In The Six-Point Inspection, Zócalo takes a quick look at new books that are changing the way we see our world.
Autumn in the Heavenly Kingdom: China, the West, and the Epic Story of the Taiping Civil War by Stephen R. Platt
The nutshell: University of Massachusetts-Amherst historian Platt brings China’s 19th-century civil war to life through the stories of its key figures-both Chinese and Western. He ties the Taiping Rebellion into global historical currents, from the 1848 revolutions that rocked Europe to the U.S. Civil War.
Literary lovechild of: James M. McPherson’s Battle Cry of Freedom: The Civil War Era and George MacDonald Fraser’s Flashman and the Dragon.
You’ll find it on your bookshelf if: You’re a Civil War buff who speaks Mandarin.
Cocktail party fodder: Lord Elgin, Britain’s High Commissioner to China during the Taiping Civil War, led the British troops that looted and burned Beijing’s Old Summer Palace-just as his father, the Earl of Elgin, looted Greece’s Parthenon 60 years earlier.
For optimal benefit: Drop Taiping tidbits into your next conversation about colonialism.
Snap judgment: Platt’s narrative history is so deeply textured, bolstered by rich primary sources, that it reads like a novel.
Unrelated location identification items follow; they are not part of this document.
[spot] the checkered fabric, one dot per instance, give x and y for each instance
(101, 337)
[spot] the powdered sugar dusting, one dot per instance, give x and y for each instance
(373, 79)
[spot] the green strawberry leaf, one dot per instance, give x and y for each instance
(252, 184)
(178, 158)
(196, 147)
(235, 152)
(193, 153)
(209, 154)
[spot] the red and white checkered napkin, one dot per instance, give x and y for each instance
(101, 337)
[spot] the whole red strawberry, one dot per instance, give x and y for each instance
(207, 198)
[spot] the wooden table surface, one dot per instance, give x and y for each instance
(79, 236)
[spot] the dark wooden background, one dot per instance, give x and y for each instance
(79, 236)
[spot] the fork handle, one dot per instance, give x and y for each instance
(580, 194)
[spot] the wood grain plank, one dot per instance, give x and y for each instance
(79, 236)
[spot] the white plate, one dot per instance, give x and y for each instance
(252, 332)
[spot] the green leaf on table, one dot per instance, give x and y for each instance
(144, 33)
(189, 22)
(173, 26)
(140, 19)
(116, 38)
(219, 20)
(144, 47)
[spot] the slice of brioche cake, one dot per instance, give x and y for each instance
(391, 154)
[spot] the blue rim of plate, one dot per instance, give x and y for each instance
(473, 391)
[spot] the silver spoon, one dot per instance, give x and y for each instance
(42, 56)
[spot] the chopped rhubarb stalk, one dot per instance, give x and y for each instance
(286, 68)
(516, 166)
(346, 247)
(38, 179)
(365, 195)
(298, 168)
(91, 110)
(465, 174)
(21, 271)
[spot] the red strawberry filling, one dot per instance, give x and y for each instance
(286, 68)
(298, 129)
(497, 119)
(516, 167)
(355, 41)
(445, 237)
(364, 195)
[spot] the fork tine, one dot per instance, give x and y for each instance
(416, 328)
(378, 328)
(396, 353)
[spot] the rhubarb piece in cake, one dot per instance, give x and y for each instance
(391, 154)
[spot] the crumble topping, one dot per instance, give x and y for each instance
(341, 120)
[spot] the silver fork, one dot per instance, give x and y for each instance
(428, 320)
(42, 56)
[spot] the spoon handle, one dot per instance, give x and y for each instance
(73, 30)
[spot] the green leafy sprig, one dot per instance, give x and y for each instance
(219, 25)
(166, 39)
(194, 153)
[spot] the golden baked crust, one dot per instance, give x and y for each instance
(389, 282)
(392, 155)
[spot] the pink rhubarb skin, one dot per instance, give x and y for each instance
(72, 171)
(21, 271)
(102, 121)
The Big Empty: The Great Plains in the Twentieth Century by R. Douglas Hurt
The nutshell: This social history of the 20th century in the Great Plains from Purdue University historian Hurt traces the region’s physical and political development, with a focus on race and class relations and the environment.
Literary lovechild of: Timothy Egan’s The Worst Hard Time: The Untold Story of Those Who Survived the Great American Dust Bowl and James McPhee’s Coming into the Country.
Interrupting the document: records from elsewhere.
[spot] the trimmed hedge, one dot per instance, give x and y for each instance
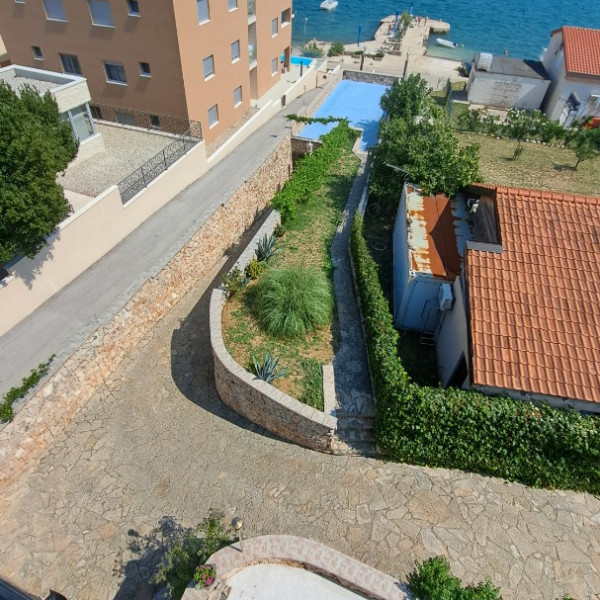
(501, 436)
(312, 170)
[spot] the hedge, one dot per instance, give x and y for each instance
(501, 436)
(312, 170)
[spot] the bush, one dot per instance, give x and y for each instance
(188, 551)
(288, 303)
(312, 170)
(501, 436)
(336, 49)
(433, 580)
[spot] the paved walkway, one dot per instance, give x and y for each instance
(155, 449)
(65, 320)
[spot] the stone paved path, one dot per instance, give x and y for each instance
(155, 449)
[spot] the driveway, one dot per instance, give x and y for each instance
(154, 449)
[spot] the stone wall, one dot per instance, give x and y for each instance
(253, 398)
(52, 407)
(365, 77)
(303, 553)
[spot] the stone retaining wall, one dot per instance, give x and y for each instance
(47, 413)
(365, 77)
(255, 399)
(304, 553)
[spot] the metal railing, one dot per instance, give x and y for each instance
(151, 169)
(144, 120)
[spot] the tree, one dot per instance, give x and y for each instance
(586, 144)
(407, 99)
(35, 144)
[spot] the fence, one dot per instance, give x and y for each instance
(137, 118)
(151, 169)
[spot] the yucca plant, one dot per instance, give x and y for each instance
(267, 369)
(266, 248)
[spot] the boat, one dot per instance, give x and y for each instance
(328, 4)
(446, 43)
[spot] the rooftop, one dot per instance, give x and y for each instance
(503, 65)
(582, 50)
(437, 232)
(535, 307)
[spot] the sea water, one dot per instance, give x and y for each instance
(520, 27)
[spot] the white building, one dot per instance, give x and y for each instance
(573, 63)
(503, 82)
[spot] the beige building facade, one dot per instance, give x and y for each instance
(201, 60)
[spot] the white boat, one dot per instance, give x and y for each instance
(328, 4)
(446, 43)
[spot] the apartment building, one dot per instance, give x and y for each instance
(200, 60)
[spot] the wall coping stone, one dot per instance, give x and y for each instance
(304, 553)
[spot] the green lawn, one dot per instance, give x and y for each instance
(307, 243)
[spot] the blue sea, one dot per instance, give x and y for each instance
(522, 27)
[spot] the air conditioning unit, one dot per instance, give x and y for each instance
(445, 296)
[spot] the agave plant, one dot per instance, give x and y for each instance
(267, 369)
(266, 248)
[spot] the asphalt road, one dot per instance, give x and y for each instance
(64, 321)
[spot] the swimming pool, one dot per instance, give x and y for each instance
(359, 103)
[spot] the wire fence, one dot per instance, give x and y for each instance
(151, 169)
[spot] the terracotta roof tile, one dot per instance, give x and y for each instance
(535, 307)
(582, 50)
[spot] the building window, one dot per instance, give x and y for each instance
(145, 70)
(237, 96)
(100, 11)
(54, 10)
(115, 73)
(70, 64)
(209, 66)
(235, 51)
(213, 115)
(133, 8)
(203, 11)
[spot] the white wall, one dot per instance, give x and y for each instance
(453, 339)
(492, 89)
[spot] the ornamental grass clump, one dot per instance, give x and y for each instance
(289, 303)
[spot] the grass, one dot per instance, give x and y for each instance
(539, 167)
(306, 243)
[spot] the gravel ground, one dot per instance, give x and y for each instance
(126, 150)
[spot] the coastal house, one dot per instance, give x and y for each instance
(503, 82)
(572, 61)
(524, 317)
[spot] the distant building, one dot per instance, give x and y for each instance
(573, 63)
(503, 82)
(70, 93)
(198, 60)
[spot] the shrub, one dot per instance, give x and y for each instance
(254, 269)
(267, 369)
(288, 303)
(266, 248)
(433, 580)
(234, 281)
(336, 49)
(501, 436)
(190, 549)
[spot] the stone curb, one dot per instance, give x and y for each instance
(304, 553)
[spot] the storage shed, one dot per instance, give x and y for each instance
(503, 82)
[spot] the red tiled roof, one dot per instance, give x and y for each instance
(582, 50)
(535, 307)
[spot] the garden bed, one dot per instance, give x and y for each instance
(305, 243)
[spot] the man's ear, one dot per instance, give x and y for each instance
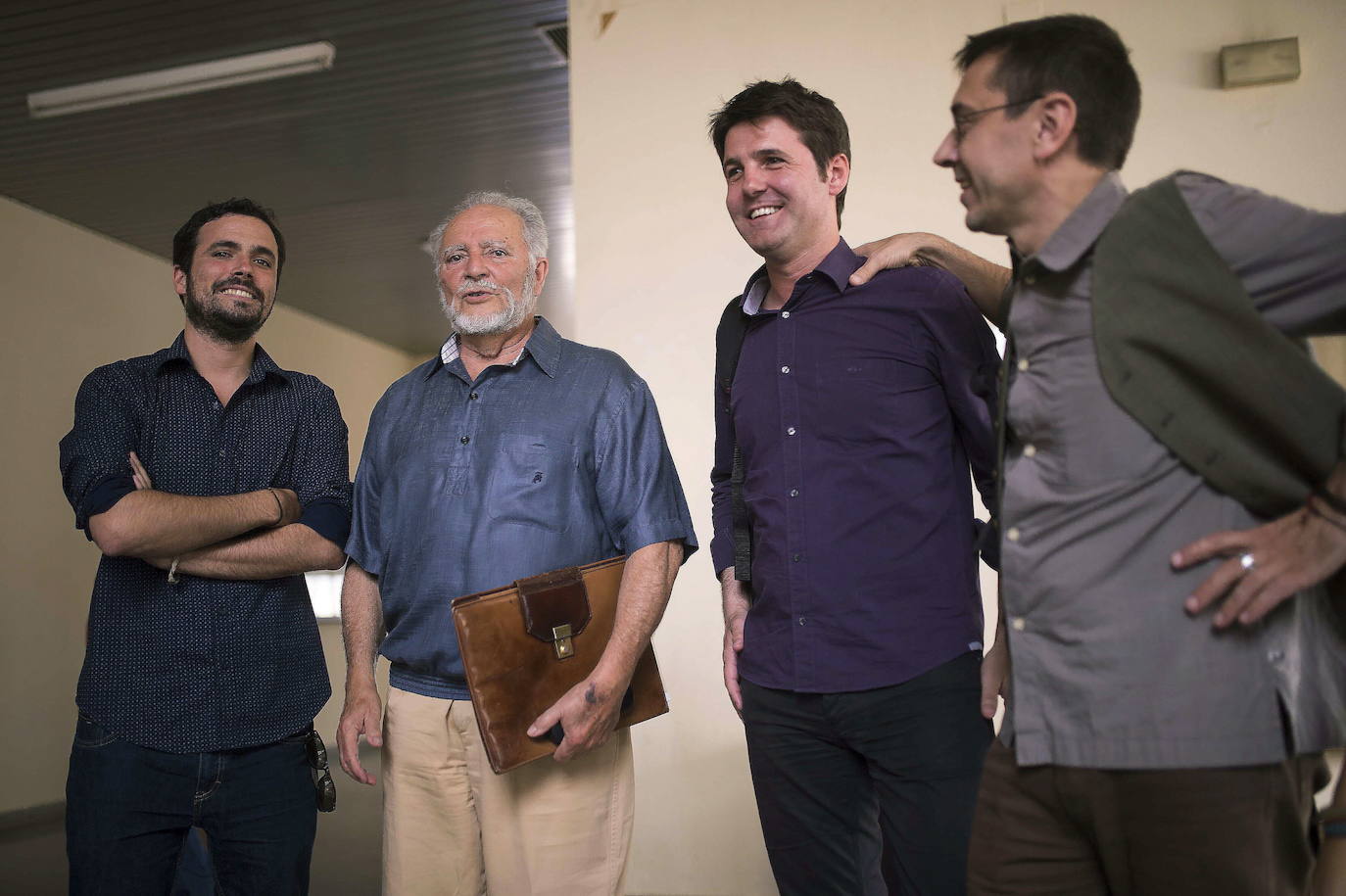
(838, 173)
(1055, 125)
(539, 276)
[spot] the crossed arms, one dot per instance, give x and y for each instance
(255, 535)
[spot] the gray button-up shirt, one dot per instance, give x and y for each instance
(1108, 670)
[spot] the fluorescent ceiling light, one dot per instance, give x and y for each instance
(182, 79)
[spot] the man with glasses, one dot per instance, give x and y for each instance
(1174, 495)
(211, 479)
(844, 533)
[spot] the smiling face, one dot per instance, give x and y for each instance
(486, 281)
(990, 154)
(776, 197)
(230, 290)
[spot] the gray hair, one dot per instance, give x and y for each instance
(535, 229)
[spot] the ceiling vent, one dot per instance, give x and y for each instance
(556, 35)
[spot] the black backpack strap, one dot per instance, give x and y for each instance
(729, 344)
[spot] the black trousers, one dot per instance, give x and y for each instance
(845, 778)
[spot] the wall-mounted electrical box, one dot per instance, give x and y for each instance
(1260, 62)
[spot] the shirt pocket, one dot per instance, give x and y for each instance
(862, 399)
(531, 482)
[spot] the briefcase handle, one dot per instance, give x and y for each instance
(554, 607)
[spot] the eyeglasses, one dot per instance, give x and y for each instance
(963, 121)
(324, 788)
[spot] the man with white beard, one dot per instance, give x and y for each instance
(513, 452)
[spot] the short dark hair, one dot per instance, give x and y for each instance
(1079, 56)
(817, 119)
(184, 241)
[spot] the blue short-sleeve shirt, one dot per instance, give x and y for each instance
(554, 460)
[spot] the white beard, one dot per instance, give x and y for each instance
(517, 308)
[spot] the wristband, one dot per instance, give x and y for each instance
(280, 507)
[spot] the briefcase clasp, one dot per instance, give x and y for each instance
(561, 642)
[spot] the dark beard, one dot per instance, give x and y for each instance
(212, 322)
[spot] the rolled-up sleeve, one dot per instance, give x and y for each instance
(322, 470)
(638, 489)
(94, 455)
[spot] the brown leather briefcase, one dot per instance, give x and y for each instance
(525, 644)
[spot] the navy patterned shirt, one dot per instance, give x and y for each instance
(206, 664)
(554, 460)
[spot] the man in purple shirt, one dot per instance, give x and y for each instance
(844, 536)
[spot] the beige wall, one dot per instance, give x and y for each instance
(657, 259)
(74, 301)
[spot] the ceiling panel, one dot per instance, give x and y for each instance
(425, 101)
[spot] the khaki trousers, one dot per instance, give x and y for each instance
(453, 826)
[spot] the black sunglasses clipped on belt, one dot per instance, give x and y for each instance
(324, 788)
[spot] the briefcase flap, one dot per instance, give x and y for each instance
(553, 603)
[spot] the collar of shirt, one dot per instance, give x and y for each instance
(1082, 229)
(836, 266)
(262, 366)
(544, 345)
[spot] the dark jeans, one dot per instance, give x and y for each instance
(839, 776)
(128, 810)
(1197, 831)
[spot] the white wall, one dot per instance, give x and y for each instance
(657, 258)
(74, 301)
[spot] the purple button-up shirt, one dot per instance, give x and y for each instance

You’ll find it on your bookshelf if: Your curiosity about that big patch of nothing between California and New York wasn’t sated by Little House on the Prairie.
Cocktail party fodder: Local black teachers didn’t support the NAACP’s Brown v. Board of Education of Topeka desegregation case. They feared they’d lose their jobs, because white parents wouldn’t want them teaching their children. Unfortunately, the teachers were right.
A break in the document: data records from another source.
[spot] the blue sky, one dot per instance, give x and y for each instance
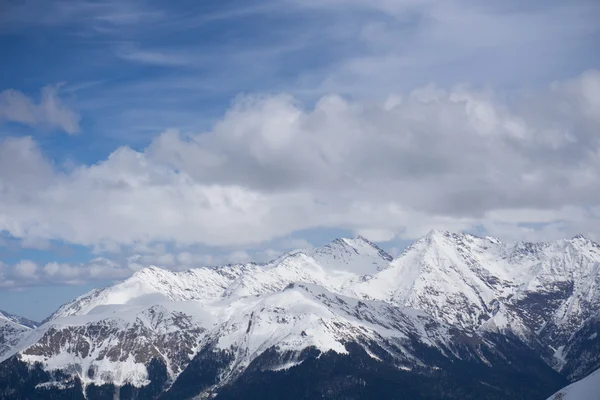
(202, 132)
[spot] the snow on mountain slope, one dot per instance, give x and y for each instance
(456, 278)
(304, 315)
(12, 330)
(114, 344)
(151, 284)
(18, 320)
(358, 256)
(466, 280)
(346, 291)
(587, 388)
(333, 266)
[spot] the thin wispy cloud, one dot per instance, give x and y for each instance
(249, 123)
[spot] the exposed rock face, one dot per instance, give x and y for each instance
(449, 302)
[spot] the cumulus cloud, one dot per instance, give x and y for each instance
(50, 112)
(459, 159)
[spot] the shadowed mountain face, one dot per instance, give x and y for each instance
(453, 317)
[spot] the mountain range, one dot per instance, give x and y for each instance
(454, 316)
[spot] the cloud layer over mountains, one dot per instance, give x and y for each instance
(462, 159)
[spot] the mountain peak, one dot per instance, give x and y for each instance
(18, 320)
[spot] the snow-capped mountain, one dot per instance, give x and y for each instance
(584, 389)
(447, 300)
(538, 291)
(12, 329)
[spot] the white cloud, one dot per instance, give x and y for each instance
(50, 112)
(26, 269)
(452, 159)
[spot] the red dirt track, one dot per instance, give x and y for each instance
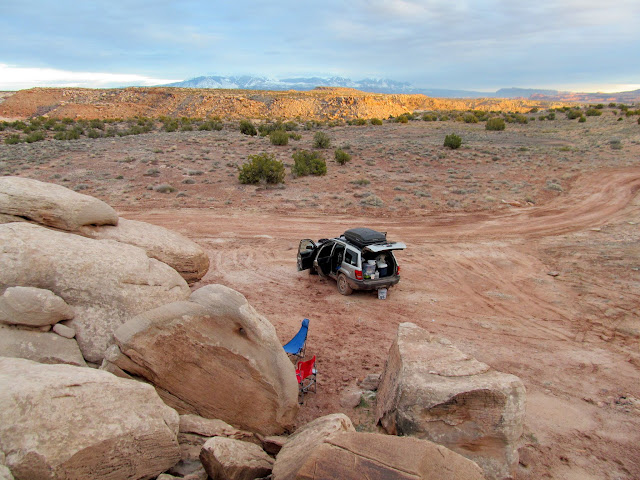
(482, 280)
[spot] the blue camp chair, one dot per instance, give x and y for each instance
(298, 343)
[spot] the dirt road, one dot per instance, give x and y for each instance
(483, 282)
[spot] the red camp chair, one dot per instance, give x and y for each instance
(306, 375)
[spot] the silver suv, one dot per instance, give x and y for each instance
(360, 259)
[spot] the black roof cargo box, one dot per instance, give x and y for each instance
(362, 237)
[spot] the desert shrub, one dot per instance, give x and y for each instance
(372, 201)
(321, 140)
(260, 167)
(495, 123)
(470, 118)
(267, 128)
(247, 128)
(13, 139)
(211, 124)
(96, 123)
(306, 162)
(170, 125)
(616, 144)
(452, 141)
(361, 182)
(357, 121)
(341, 156)
(573, 114)
(279, 137)
(164, 188)
(35, 137)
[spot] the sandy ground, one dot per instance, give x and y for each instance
(483, 283)
(484, 234)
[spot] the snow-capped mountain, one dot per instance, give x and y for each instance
(248, 82)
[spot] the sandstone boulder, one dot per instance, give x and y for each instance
(226, 361)
(42, 347)
(211, 427)
(64, 331)
(342, 453)
(431, 390)
(296, 450)
(105, 282)
(176, 250)
(60, 421)
(229, 459)
(52, 205)
(32, 307)
(196, 430)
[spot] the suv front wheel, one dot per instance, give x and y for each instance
(343, 285)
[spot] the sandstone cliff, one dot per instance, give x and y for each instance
(321, 103)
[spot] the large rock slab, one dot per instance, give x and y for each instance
(52, 205)
(105, 282)
(42, 347)
(229, 459)
(295, 452)
(60, 421)
(336, 451)
(33, 307)
(176, 250)
(431, 390)
(225, 360)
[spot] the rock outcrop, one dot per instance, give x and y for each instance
(105, 282)
(60, 421)
(234, 460)
(226, 361)
(296, 451)
(330, 448)
(52, 205)
(321, 103)
(431, 390)
(33, 307)
(43, 347)
(177, 251)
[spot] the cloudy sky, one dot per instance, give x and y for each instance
(581, 45)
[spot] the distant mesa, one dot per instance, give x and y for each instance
(251, 82)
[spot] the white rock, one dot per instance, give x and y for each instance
(52, 205)
(60, 421)
(105, 282)
(32, 307)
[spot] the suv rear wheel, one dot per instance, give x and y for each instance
(343, 285)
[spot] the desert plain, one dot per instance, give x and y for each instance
(523, 249)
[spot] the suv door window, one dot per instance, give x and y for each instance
(351, 257)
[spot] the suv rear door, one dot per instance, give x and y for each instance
(306, 254)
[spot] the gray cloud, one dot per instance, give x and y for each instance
(463, 44)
For optimal benefit: Give it to the friend who’s proudest of his or her Great Plains roots.
Snap judgment: Hurt challenges monochromatic views of a surprisingly complex and diverse region.
Thinking the Twentieth Century by Tony Judt with Timothy Snyder
The nutshell: Before Lou Gehrig’s disease took the life of NYU historian Judt, he and Yale historian Timothy Snyder spent nearly a year in conversation. Part biography, part intellectual history, this account of their discussions moves from Judt’s lower-middle-class childhood in London to pre-World War II fascist intellectuals and Marxist critiques.
Literary lovechild of: Mitch Albom’s Tuesdays with Morrie and Richard Rorty’s Achieving our Country.
You’ll find it on your bookshelf if: You’re a Timothy Garton Ash fanboy.
Cocktail party fodder: France has had six Jewish prime ministers; the U.S. still has not had a Jewish president or vice president. When Judt published this fact in The New York Review of Books, he was deluged with mail from readers assuring him of France’s continuing anti-Semitism.
For optimal benefit: Read at a library, or at least with Google Books handy, so you can check out the many literary references.